The Stanford technique offers fine-scale and complex control, altering not just one gene but the behavior of a whole suite of plant genes to induce root-growing changes in varied environmental conditions.
The team built synthetic DNA that changes the circuitry by creating a genetic toggle switch, like a computer’s logic gate, to turn genes on and off.
The genetic toggling allowed the team to adjust growth patterns, such as the number of branches in the root system, without changing the rest of the plant. For example, an “off” state created a layer of cells on the tip of a root that blocks further growth.
The team envisions programming crops to develop root systems that are more angled, so they dive deeper to find water or nitrogen, or more shallow, to prevent drowning during floods from lack of oxygen. Plants could be designed for density, sending down one long tap root that doesn’t infringe on a neighbor.
Between 1960 and 2010, the “Green Revolution” boosted the world’s food production by 175% by improving the use of fertilizer, high-yield varieties and irrigation techniques. But global crop yields are stalling.
Domestication has created plants that are inefficient consumers of water and nutrients, said Dinneny. They’re designed for ideal environments.
If yields are improved, it will help preserve what remains of our wilderness, he added. “Unless we want to clear more forests to create more agricultural land,” he said, “we’re going to have to find ways of improving the way we grow plants for food.”

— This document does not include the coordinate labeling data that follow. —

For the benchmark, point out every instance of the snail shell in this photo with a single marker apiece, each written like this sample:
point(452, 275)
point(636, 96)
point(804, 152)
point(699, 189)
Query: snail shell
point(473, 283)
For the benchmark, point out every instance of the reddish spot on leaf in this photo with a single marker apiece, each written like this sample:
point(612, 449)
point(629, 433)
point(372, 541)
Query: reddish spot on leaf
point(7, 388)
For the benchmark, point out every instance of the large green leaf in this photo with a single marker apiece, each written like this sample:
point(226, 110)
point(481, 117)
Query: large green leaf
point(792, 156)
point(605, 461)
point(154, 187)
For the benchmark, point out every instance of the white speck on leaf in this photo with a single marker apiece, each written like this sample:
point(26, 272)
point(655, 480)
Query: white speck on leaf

But the project was greeted skeptically by critics such as Bill Freese, science director for the Center for Food Safety.
“I have a sense that it’s very much like innumerable other examples of hits and misses, mostly misses, of research I’ve seen,” he said. “I’ve seen so many pie-in-the-sky experiences that struggle because of technical obstacles.”
The promise has faded from some genetically modified plants, said Freese. For instance, weeds are emerging that are resistant to the herbicide Roundup — so the engineered “Roundup Ready” brands of corn and soybeans are losing their usefulness. Farmers are now spending more on herbicides and labor costs to till the land, according to a Harvard report.

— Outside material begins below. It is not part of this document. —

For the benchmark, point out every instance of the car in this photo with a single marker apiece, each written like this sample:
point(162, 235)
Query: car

Rather than genetic fixes, we should focus on improving the environment, such as soil conditions, he said. “If you step back from the genes and look more holistically at the environment that the plant is growing in, sometimes you can find much simpler and more direct solutions.”

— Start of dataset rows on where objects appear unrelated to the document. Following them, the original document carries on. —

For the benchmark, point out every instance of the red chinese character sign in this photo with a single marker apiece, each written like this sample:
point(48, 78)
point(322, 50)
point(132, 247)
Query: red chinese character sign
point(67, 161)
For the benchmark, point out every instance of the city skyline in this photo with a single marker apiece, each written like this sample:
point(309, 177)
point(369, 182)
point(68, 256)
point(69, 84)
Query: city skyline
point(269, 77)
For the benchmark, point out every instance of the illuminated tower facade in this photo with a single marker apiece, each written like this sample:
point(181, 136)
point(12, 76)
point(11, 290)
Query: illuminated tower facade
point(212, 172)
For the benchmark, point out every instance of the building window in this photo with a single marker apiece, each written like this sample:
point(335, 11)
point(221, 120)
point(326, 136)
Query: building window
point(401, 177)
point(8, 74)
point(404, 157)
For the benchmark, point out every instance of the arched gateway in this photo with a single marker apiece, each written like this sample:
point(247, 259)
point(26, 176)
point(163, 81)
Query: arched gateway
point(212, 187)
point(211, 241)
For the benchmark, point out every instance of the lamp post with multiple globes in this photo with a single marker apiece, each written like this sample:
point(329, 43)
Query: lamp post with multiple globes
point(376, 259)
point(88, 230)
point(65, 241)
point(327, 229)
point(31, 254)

Meanwhile, other research institutions are enlisting advanced genetic techniques in the race to improve plants. For instance, the Gates Foundation has funded the C4 Rice Project to improve the photosynthesis of rice by changing vein spacing. The Salk Institute’s Harnessing Plants Initiative aims to alter the genetic pathways that control a plant’s long-term storage of carbon.
Such research “is an elegant step towards a future world where we can readily design and build plants to perform a variety of other functional applications,” said Cumbers.
Life is an incredible biological machine, said Cumbers, who imagines modifying the DNA code of plants to grow buildings to our design specifications, creating entire cities out of living, organic material.
“Imagine being able to plant an acorn and have it grow into a house,” he said. “That seems like science fiction right now, but inside that acorn is the genetic code to make an oak tree — so what would it take to reprogram that DNA to build a house?”